My column in this week’s NBR argues that if New Zealand were serious about wanting to do away with gangs, the government would be looking at alternatives to drug prohibition rather than adding up dubious stats on the fiscal costs of gang members to justify crackdowns on gangs.
First, the dubious stats part. Rolling up 22 years’ worth of costs into one big number just isn’t on. Annual figures allow reasonable comparisons; annual per-capita figures even more so. The only purpose great big numbers serve is a political one. They cannot be contextualised reasonably. Quick question: to what is $700 million over 22 years closest: aggregate government expenditure on pens; aggregate government expenditure on computer monitors and keyboards; or, the total cost of air travel provided to former MPs over that period? You don’t know and I don’t know either. The number is without anchor. Annual figures we can think about in terms of other fixed things in the budget.
If you look at the welfare assistance component, the total of $525m is $132,000 per known gang member (p.10). Over 22 years, so that’s $6000 per capita per year. If you add in some of the related costs, it goes up to about $8200 per gang member per year to get the $714m figure. But those aren’t incremental costs of being in a gang, they’re total costs of gang members.
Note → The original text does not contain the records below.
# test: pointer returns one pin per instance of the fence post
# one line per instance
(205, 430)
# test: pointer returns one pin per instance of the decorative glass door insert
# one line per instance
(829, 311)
And, as I mention in the article, the cohorts who go into gangs are different from the average and would have different outcomes than the average even if they didn’t join a gang.
I argue that experts know drug prohibition doesn’t work. Some evidence on this: Locally, the NZ Drug Foundation’s Wellington Declaration of a few years ago argued strongly against the prosecution of those possessing drugs except after treatment refusal. That’s a medicalisation/decriminalisation approach. Their group was very broad-based. The Drug Foundation’s February conference noted the slow and seismic shift away from “punitive approaches which have proven costly and largely ineffective”. The New Zealand Law Commission’s survey, which was heavily politically constrained in scope, nevertheless raised substantial objection to hard forms of prohibition. At paragraph 59, they noted a preference for responses proportionate to harms and diversion of users into treatment rather than jail.
Moving away from New Zealand, Mark Kleiman’s synthesis of the existing literature argues for a graduated system, with prohibition maintained for the worst drugs but easier regimes for safer drugs. The California Medical Association’s endorsement of medical marijuana stated:
In addition, CMA does not as a matter of policy encourage the use of marijuana and discourages smoking. But, ultimately, its members believe that the most effective way to protect the public health is to tightly control, track and regulate marijuana and to comprehensively research and educate the public on its health impacts, not through ineffective prohibition.
Among economists, we have Mark Thornton’s 1995 survey that found a majority of economists supported either legalisation or decriminalisation, though his survey was not sufficiently granular to allow different responses for riskier and less risky drugs. The IGM panel of economists, with responses weighted by expert confidence, had 79% agreeing or strongly agreeing that Netherlands’ style restrictions on soft drugs combined with moderate taxes on them would have lower social costs than prohibition.
When the Law Commission went out to consult on drug policy, they had a pretty firm steer on that there was no political alternative to prohibition. The government either likes prohibition for its own sake, or views itself as being constrained by international convention, or constrained by voters. The international convention bit is getting very strained where Canada’s legalising marijuana, Australia’s moving toward medical marijuana, and more US states are legalising marijuana. It is implausible that New Zealand could not do it, were there demand.
Were it up to me, we’d legalise cannabis immediately for sale to those 18 and older, with excise on it to maintain selling price to consumers at about the pre-prohibition price, and with provision for home growing similar to provisions for home brewing and home distillation of alcohol. We’d reinstate the regime around legal highs so that basic safety testing were again possible, and have enough licensed outlets that we wouldn’t get John Campbell specials on the scary-looking queues outside a few outlets. We’d bring the safest drugs of each category under the legal highs framework, along with excise to maintain price to consumers at pre-legalisation levels so you wouldn’t unduly goose demand. And after that had run for a while, we’d see whether folks had shifted into the safer products from the worse ones that had continued to be illegal. And along side all of it would be ample provisions of support services for users who ran into difficulty or who needed help quitting, and tons of monitoring to see what was happening with uptake and experienced harms. Prohibition does far more harm than good. But which potential non-prohibition regime is really best is less clear. Not knowing which non-prohibition regime is best is a poor excuse for not moving away from prohibition.